Le vrai pouvoir, le seul qui compte, celui des nouveaux monarques


PAR MICHEL SANTI

Les actions d’Apple, d’Amazon, d’Alphabet, de Microsoft et de Facebook – qui sont également les 5 capitalisations les plus importantes des Etats-Unis d’Amérique – ont grimpé de l’ordre de 40 % cette année, tandis que toutes les autres actions dites «traditionnelles» représentées par l’indice S&P 500 ont baissé de 6% sur cette même période. Voilà plus de 70 ans qu’une telle concentration des pouvoirs et des influences n’était survenue car, à elles seules, ces 5 sociétés constituent 20% de l’ensemble du marché boursier américain qui est comme on le sait gigantesque ! C’est simple : l’action d’Apple a plus doublé en valeur et en 22 semaines, cette société étant désormais riche de 2 trillions (2’000 milliards) de dollars. C’est donc un transfert de richesses faramineux, phénoménal, qui s’opère sous nos yeux, évidemment au détriment de l’économie traditionnelle. Mais pas seulement.

En effet, ce serait faire preuve de négligence coupable que de considérer le pouvoir de ces entreprises et de leurs fondateurs sous le simple angle de la fortune financière. Certes, Mark Zuckerberg, fondateur de Facebook, fait-il aujourd’hui partie du club hyper exclusif des riches à 100 milliards, et certes est-il classé comme le troisième homme le plus fortuné des USA. Cependant, un personnage comme Mark Zuckerberg symbolise en même temps une menace et une capacité de nuisance potentielles dépassant très nettement ce que sa fortune – aussi massive fût-elle – peut lui offrir. Le vrai pouvoir ne lui vient pas tant de sa centaine de milliards que du formidable levier à sa disposition lui permettant de remodeler la société, de redéfinir les interactions avec nos semblables, d’imposer sa version de la vie privée, d’aider à distiller la haine, de pratiquer des expériences sur notre santé mentale. Voyez-vous: comme Facebook à elle seule, ainsi que ces quelques autres entreprises mastodontes, peuvent accomplir des tâches réalisées en temps normal par des centaines de sociétés! Leurs patrons ne sont donc pas tout puissants seulement en vertu de leur fortune. Leur entreprise règne en maîtresse absolue sur l’art de la manipulation à grande échelle, en fait à échelle planétaire, du fait de l’hyper concentration de leur pouvoir.

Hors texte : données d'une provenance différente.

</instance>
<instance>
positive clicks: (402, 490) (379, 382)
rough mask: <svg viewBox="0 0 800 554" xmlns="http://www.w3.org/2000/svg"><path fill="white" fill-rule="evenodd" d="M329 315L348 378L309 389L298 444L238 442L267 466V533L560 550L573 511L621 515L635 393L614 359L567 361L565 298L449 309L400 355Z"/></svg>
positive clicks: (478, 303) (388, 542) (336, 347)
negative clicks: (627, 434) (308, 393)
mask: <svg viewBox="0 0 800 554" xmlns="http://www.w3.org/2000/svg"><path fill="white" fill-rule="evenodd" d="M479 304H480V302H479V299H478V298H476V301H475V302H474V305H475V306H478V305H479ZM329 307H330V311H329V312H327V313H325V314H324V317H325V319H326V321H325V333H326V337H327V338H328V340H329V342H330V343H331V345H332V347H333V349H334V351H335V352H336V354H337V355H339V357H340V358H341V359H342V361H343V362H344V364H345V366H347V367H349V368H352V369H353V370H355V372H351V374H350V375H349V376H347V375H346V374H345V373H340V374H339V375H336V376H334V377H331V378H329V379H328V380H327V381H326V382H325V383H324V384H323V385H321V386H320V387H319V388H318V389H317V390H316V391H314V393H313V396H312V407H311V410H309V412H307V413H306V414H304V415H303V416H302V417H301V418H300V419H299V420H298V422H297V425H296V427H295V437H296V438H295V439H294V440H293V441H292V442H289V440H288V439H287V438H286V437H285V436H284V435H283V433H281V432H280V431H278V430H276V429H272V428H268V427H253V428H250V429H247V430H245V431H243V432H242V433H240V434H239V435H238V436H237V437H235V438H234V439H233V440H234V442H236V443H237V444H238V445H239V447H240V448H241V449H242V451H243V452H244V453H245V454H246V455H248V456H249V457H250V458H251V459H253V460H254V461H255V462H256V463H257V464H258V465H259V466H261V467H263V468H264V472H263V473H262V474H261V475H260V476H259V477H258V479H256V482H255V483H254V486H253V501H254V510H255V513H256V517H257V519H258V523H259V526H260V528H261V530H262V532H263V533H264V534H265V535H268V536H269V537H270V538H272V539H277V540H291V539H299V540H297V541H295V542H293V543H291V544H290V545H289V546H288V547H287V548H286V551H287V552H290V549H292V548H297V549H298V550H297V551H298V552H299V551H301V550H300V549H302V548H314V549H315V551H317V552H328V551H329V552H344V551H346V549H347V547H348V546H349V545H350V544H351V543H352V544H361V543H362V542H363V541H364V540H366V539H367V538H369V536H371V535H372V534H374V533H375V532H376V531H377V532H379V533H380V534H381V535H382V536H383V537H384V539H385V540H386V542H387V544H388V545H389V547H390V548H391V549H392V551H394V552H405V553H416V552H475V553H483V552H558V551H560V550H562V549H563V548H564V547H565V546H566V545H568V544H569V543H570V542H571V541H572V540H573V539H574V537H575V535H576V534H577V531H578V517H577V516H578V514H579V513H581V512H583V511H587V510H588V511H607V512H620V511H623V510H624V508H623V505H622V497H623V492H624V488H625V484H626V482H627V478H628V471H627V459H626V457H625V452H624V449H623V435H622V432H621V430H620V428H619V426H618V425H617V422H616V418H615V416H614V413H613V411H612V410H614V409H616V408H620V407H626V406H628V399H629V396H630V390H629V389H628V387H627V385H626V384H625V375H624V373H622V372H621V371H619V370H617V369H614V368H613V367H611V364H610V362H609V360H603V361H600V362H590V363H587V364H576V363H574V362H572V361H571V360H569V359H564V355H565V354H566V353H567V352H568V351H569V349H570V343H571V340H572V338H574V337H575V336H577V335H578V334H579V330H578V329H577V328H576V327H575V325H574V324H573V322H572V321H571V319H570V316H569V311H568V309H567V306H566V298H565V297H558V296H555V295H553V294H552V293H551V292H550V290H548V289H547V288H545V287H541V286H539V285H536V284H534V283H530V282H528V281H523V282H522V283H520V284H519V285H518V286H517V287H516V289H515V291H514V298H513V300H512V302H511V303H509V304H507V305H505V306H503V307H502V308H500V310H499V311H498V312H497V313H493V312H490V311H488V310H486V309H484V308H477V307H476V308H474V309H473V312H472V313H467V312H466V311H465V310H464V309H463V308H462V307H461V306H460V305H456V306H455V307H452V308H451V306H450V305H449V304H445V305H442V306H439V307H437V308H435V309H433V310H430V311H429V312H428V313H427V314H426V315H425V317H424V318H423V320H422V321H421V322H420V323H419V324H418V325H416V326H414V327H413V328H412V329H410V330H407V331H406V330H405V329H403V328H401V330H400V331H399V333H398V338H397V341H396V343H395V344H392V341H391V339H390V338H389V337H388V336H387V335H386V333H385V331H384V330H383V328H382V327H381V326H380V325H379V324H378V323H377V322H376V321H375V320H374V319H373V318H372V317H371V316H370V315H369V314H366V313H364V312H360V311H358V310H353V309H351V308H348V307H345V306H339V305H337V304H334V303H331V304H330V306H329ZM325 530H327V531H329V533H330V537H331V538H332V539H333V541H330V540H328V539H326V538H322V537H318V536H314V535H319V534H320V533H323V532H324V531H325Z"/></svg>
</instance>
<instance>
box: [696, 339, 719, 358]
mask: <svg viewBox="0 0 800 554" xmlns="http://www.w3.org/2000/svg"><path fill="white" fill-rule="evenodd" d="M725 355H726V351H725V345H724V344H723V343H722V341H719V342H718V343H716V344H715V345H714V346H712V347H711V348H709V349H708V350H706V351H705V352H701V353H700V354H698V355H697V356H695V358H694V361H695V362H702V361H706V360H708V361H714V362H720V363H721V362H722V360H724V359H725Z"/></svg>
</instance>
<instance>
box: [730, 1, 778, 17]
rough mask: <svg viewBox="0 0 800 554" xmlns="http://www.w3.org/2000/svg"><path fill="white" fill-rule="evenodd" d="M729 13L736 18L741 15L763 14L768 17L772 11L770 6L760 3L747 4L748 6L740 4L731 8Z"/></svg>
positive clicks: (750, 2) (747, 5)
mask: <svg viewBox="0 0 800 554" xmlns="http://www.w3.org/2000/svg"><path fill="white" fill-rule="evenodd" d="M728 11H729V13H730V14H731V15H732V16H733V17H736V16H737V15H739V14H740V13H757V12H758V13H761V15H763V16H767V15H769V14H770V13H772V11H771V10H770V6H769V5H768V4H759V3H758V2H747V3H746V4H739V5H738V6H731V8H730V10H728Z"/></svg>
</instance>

En outre, et contrairement aux autres hommes et femmes les plus puissants de la planète, Mark Zuckerberg n’a aucun contre-pouvoir qui serait tenté de contrôler ses activités. En effet, alors que celui dont on dit qu’il est traditionnellement l’homme le plus puissant au monde – le président des Etats-Unis – doit rendre des comptes à diverses institutions et organes, et ce même s’il a été élu au suffrage universel. Zuckerberg, qui détient 60% des droits de vote de Facebook, ne peut être mis sous pression par aucun conseil d’administration ne pourrait le limoger à sa  guise en cas de tentative de rébellion. Zuckerberg pourrait, en toute impunité, transformer Facebook en une immense machine à propagande en faveur ou contre tel Etat, telle politique, telle religion. Pourquoi s’en priverait-il, puisque sa société compte bien plus d’abonnés que la totalité de la population de Chine?

Ces monarques qui se comptent sur les doigts d’une main détiennent donc quasiment le droit de vie et de mort sur leurs sujets abonnés et utilisateurs… alors même qu’ils ne sont soumis à strictement aucun contrôle démocratique. Est-il sain, est-il sensé, est-il logique de voter pour un élire un président ou un parlement quand des Zuckerberg, des Jeff Bezos (Amazon), des Tim Cook (Apple) évoluent librement en déterminant ce que nous pouvons voir, ce que nous devons croire ? A défaut de pouvoir élire ces patrons aux pouvoirs infinis et sur notre vie matérielle et sur notre vie intellectuelle et sur note vie affective, nos démocraties ne devraient-elles pas instaurer un système qui les contraindrait à assumer leurs responsabilités en toute transparence, car l’amplitude du pouvoir et du rayon d’action de chacun de ces personnages pris isolément est au moins équivalente à celle du président des Etats-Unis d’Amérique? Leurs entreprises sont en effet sur le point de représenter un risque majeur pour la sécurité de nos nations.